According to authorities, a man who was responsible for an attack that left 20 dead and more injured in February in Yechang, Xinjiang, has been sentenced to death. Reports say that the attack was led by a “terrorist” group. The Associated Press reports:
The man’s name — Abudukeremu Mamuti in Chinese — suggested he was from the mainly Muslim Uighur minority that populates the northwestern region and has long complained of political and religious oppression under Chinese rule.
According to a statement posted on an official Xinjiang judicial website, the defendant started preaching “religious extremism” last year and recruited people to form a “terrorist group”.
Then on February 28, he gathered all members at his home, armed them with knives and hatchets and took them to the market in Yecheng town — which belongs to the wider Kashgar prefecture — the statement said late Monday.
There, they killed 13 people on the spot and injured 16 others — two of whom later died of their injuries. Mamuti was detained on the scene and seven other attackers were shot dead. One other suspect also later died.
Since 2009, security has been high in the region due to ethnic tensions between Uighur and Han communities. Reuters reports on the location of Xinjiang in a region where China, India and Pakistan all have strategic interests:
China is extremely sensitive to Western suggestions that it mistreats or puts restrictions on Uighurs. Beijing often blames what it calls violent separatist groups in Xinjiang for attacks on police or other government targets, saying they work with al Qaeda or militants in ex-Soviet Central Asia to bring about an independent state called East Turkestan.
Some Chinese officials have also blamed attacks on Muslim militants trained in Pakistan.
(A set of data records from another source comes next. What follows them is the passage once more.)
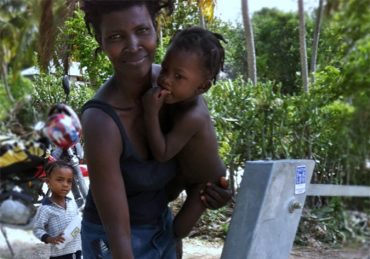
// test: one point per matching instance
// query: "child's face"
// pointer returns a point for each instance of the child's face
(60, 181)
(183, 75)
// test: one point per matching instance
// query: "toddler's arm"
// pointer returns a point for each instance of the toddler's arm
(166, 146)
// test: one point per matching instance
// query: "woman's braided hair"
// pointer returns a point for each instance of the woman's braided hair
(204, 43)
(95, 9)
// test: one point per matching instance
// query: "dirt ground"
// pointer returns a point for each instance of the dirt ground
(26, 246)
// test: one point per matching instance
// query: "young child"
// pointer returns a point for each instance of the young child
(56, 213)
(193, 60)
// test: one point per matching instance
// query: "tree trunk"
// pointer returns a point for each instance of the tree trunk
(302, 45)
(47, 34)
(4, 73)
(202, 22)
(316, 38)
(251, 55)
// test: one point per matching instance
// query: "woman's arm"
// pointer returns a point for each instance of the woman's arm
(189, 213)
(103, 149)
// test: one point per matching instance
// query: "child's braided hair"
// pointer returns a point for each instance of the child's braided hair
(203, 42)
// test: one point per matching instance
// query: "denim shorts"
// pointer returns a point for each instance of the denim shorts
(148, 241)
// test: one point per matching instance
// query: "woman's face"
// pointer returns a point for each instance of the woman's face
(129, 39)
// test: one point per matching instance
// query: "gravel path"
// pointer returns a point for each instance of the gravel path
(26, 246)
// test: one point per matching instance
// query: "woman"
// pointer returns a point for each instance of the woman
(127, 186)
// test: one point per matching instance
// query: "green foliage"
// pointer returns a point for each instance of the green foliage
(235, 48)
(48, 91)
(84, 50)
(277, 47)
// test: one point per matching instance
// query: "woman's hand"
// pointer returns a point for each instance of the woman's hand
(216, 196)
(153, 99)
(55, 240)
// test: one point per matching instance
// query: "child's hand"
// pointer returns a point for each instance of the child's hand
(216, 196)
(153, 99)
(55, 240)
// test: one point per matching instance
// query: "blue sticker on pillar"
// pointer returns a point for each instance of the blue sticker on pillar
(300, 179)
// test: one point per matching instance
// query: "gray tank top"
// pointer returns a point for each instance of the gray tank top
(145, 180)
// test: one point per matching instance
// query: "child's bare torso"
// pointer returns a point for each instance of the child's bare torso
(199, 159)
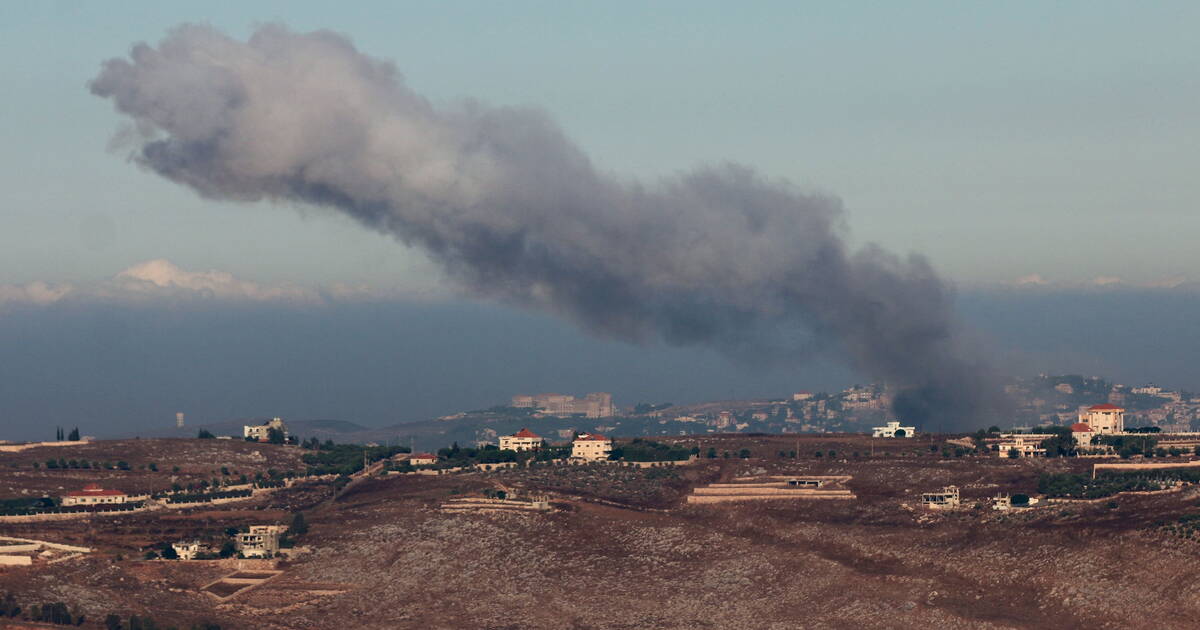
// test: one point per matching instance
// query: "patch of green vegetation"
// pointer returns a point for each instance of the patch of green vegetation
(645, 450)
(346, 459)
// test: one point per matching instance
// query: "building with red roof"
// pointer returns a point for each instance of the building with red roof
(1103, 419)
(423, 459)
(591, 447)
(521, 441)
(1083, 433)
(94, 495)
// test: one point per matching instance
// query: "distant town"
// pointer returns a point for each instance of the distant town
(237, 520)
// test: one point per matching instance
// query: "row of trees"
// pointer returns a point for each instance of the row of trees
(646, 450)
(114, 622)
(346, 459)
(88, 465)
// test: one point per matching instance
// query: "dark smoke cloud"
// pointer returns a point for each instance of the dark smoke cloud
(515, 211)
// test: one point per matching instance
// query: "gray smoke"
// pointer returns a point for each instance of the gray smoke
(515, 211)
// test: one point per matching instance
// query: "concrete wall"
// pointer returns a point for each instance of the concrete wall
(18, 448)
(823, 495)
(58, 546)
(64, 516)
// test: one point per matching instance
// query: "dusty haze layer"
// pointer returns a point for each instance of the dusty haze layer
(514, 211)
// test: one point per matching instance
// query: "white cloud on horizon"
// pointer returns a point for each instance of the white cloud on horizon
(161, 280)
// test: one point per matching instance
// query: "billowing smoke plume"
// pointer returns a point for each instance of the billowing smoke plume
(513, 210)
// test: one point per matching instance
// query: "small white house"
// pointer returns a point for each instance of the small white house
(521, 441)
(948, 498)
(893, 430)
(262, 541)
(263, 432)
(189, 550)
(94, 495)
(423, 459)
(591, 447)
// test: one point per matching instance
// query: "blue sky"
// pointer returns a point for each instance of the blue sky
(1000, 139)
(1054, 142)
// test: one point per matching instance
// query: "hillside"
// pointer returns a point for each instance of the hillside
(621, 549)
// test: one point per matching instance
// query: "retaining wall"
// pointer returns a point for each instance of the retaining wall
(727, 498)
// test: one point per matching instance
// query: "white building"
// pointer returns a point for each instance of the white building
(263, 432)
(521, 441)
(595, 405)
(1104, 419)
(262, 541)
(893, 430)
(94, 495)
(423, 459)
(591, 447)
(1083, 433)
(941, 501)
(1025, 444)
(190, 550)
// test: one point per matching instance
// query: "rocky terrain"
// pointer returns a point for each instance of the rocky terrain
(621, 550)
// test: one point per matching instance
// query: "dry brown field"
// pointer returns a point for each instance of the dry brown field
(622, 550)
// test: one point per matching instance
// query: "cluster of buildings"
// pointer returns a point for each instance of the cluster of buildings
(258, 541)
(595, 405)
(1103, 419)
(1055, 400)
(586, 447)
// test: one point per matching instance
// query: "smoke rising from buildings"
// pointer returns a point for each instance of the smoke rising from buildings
(514, 211)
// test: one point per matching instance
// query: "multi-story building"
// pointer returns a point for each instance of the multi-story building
(1025, 444)
(94, 495)
(423, 459)
(1083, 433)
(1104, 419)
(263, 432)
(189, 550)
(262, 541)
(893, 430)
(947, 498)
(595, 405)
(521, 441)
(591, 447)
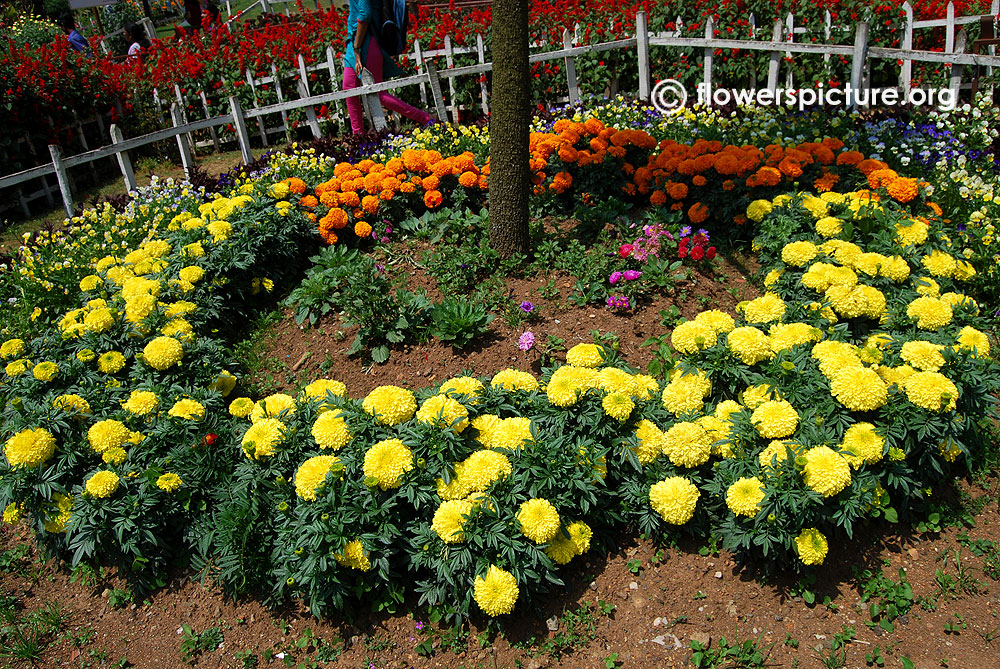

Yecheng, also known by its Uighur name of Kargilik, is close to the disputed region of Kashmir, ruled in part by India and Pakistan.
But exiled Uighur groups and human rights activists say China overstates the threat posed by militants in Xinjiang.
The Chinese foreign ministry said the Yecheng incident should not be overblown and that it firmly opposes “a small group of violent terrorists and separatists destroying” the region’s peaceful development.
According to the BBC, China is blaming groups that are linked to al-Qaeda for the violence, but exiled Muslim Uighur community and human rights activists claim that this is an overstatement of the threats in Xinjiang.